04.28.17

Statement Of Appropriations Committee Vice Chairman Patrick Leahy (D-Vt.) On One-Week Continuing Resolution

Mr. President, the Senate is considering a stopgap Continuing Resolution to keep the government of the American people open for business.  I will support this one-week CR, because I believe we are close to a bipartisan agreement that would avoid the devastating consequences of a government shutdown, and save the Congress from once again facing the disruption and humiliation of failing to meet Congress’s obligation to fund the basic functions of our government. 

But we should not be in this situation.  We should not have allowed partisan politics to once again turn a looming deadline into a political standoff and a manufactured crisis.

Our work could have, and SHOULD have, been completed in November.  We were 98 percent to the finish line, but at the request of the then-President-elect, all work ground to a halt.  For five months we have faced one partisan obstacle after another from the Trump administration, including a demand to fund a misguided wall on the southern border, at the expense of billions that would need to be borne by American taxpayers.  The administration then threatened to hold hostage the basic health insurance of millions of Americans, crippling the Affordable Care Act.  This is more than insulting; it is malicious, and it is wrong.

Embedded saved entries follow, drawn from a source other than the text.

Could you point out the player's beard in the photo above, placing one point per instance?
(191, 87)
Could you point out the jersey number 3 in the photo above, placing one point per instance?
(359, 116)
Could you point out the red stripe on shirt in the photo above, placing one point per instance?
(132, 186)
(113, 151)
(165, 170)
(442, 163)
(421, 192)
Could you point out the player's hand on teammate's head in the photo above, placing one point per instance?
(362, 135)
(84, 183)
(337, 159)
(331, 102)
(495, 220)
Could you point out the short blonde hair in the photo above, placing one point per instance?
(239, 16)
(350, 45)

Now the other side of the aisle is holding the budget of the American people hostage, insisting that we include dozens of poison pill riders as the price for funding the people’s government, to advance their partisan agenda on abortion, Dodd-Frank Wall Street reforms, and the environment. 

The Republicans now control both houses of Congress and the White House.  If they want to pass legislation on these divisive issues, they can bring bills to the floor and vote on them.  Partisan politics should not be tied to must-pass spending bills, because it is NEVER the right time to play politics with the lives of the American people and the government of the wealthiest and most powerful nation on Earth.

One party now controls the White House and both chambers of Congress.  It is incumbent upon them to ensure that the government of the American people stays open and is fully funded.  Yet this partisan bluster has threatened to derail months of bipartisan negotiations. 

I hope that with one more week, our bipartisan and bicameral negotiations, consistent with the bipartisan budget agreement, and without poison pills, can continue, because this is no way to govern.  

To date, negotiations have produced many positive outcomes for the American people.  We have increased investments in the National Institutes of Health, secured full year Pell grants, made investments in transit and made funding available to address the opioid crisis.

We cannot and should not continue to govern by partisan, manufactured crisis.